A residency like this offers an opportunity for members of the Music Department to come together with the broader community and for student composers to receive mentorship.
“MSU Denver has a really exciting music composition program,” said Patricia Surman, MSU Denver professor of Music and flutist. “So we have a lot of students and faculty members who are living American composers.” This concert, she said, reflects a larger effort to bring composers to campus and was funded in part by a Dean’s Innovation Grant.

The chamber performance of Higdon’s works will include nearly a dozen MSU Denver faculty chamber players and guests, including Surman (flute), Ficsor (violin), and colleagues in winds, brass and piano.
“We’re all committed to the aesthetics of living music that is being created now, and what is most relevant to our students now,” Surman said. “I think this just really resonates with the values of our department as music teachers and creators.”

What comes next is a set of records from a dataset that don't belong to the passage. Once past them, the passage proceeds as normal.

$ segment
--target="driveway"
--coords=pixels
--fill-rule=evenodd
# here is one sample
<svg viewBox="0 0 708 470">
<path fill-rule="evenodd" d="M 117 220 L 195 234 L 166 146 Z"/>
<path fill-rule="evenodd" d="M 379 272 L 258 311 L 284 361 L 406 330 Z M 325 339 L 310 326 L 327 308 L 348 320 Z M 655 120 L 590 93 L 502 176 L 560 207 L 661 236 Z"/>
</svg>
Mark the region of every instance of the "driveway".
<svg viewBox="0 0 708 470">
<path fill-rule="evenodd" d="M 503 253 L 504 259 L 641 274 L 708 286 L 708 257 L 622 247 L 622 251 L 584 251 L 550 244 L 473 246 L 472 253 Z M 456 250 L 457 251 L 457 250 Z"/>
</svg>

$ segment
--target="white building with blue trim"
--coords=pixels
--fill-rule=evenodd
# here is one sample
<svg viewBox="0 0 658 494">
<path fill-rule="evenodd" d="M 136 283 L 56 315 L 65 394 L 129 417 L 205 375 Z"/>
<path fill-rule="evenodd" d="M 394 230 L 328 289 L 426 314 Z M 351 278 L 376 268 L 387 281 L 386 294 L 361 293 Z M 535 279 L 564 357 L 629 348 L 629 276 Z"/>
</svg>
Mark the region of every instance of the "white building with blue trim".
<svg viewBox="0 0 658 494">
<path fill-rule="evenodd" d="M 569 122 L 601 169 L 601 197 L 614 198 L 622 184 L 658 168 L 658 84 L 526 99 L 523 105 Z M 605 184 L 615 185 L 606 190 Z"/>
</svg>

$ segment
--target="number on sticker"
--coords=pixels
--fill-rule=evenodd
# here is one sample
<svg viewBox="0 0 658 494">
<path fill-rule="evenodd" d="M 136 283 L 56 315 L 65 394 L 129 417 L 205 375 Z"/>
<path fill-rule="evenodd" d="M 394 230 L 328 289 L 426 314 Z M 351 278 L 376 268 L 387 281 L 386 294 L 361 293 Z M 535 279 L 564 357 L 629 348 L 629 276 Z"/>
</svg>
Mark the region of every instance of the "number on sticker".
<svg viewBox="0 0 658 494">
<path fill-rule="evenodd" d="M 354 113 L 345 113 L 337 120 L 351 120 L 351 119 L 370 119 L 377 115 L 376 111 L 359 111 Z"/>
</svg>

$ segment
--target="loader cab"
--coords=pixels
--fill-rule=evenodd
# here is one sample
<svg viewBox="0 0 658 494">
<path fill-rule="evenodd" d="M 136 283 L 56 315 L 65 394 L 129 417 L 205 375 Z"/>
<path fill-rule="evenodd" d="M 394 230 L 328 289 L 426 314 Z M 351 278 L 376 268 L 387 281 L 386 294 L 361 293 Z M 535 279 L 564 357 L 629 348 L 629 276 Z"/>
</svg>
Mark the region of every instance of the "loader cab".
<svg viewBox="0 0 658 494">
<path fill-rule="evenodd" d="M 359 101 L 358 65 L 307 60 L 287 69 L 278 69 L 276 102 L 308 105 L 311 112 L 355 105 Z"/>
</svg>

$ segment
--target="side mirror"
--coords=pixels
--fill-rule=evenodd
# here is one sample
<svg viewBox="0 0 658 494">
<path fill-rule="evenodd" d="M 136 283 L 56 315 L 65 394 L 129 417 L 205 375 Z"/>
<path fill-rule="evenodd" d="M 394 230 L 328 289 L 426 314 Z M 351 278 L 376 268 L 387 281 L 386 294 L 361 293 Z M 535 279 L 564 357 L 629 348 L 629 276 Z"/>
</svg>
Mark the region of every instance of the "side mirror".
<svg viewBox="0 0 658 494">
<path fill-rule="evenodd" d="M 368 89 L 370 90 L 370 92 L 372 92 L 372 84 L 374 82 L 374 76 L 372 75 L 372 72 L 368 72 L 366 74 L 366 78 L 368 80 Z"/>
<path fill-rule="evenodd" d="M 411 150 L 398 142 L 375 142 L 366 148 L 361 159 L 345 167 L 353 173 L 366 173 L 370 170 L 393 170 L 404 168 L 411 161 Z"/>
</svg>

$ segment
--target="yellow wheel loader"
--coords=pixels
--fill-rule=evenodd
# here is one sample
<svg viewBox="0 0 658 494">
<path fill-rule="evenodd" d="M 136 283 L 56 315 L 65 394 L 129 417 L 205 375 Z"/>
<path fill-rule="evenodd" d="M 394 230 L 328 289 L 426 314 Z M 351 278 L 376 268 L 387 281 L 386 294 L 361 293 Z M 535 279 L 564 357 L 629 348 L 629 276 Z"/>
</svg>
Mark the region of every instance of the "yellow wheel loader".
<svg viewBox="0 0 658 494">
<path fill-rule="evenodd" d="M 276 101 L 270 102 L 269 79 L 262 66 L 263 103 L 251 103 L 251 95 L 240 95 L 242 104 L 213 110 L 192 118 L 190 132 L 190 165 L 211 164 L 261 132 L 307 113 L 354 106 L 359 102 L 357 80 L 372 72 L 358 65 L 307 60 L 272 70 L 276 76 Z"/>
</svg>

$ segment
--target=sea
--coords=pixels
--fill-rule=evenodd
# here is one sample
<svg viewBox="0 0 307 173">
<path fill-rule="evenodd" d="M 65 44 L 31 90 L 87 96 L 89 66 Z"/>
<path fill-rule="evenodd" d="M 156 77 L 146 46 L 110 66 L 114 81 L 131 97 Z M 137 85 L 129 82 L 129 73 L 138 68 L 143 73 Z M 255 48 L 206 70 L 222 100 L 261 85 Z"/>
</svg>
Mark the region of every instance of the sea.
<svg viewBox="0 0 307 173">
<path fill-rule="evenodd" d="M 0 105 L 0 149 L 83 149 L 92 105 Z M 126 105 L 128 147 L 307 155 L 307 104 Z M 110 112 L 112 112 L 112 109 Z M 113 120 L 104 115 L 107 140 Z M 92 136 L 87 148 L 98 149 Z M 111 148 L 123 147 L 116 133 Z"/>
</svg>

Higdon’s “Horn Trio” represents a major contribution to the genre of chamber music, often recognized only for Brahms’ iconic opus. For one, horn trios are fairly uncommon. The “trio” here refers to a piece with a violin, piano and French horn. Ficsor said that Brahms’ horn trio, dating back to the 1800s, is the lighthouse by which all other horn trios are measured. “There’s a vocal quality to the horn that I think works very well with the violin,” he said, adding that the effect has a noble quality.
For French horn students, the concert and residency are of special interest. Ficsor said he believes audience members will also find a connection to Higdon’s compositions, which he describes as digestible and relatable.
“You don’t need to have a degree in music to appreciate great music,” Ficsor said. “Great music stands on its own, and there’s an emotional connection to music which goes beyond understanding.”
The opportunity to experience modern classical music in a chamber setting, with the living composer in attendance, is certainly a rare event — but it’s not exclusive.
“All of our faculty at MSU Denver are strong believers that music is for everyone,” Surman said. “One reason to have these living composers come to our campus and interact with our students is so that we can help students, whether it’s music majors or not, really understand that music is for everyone.”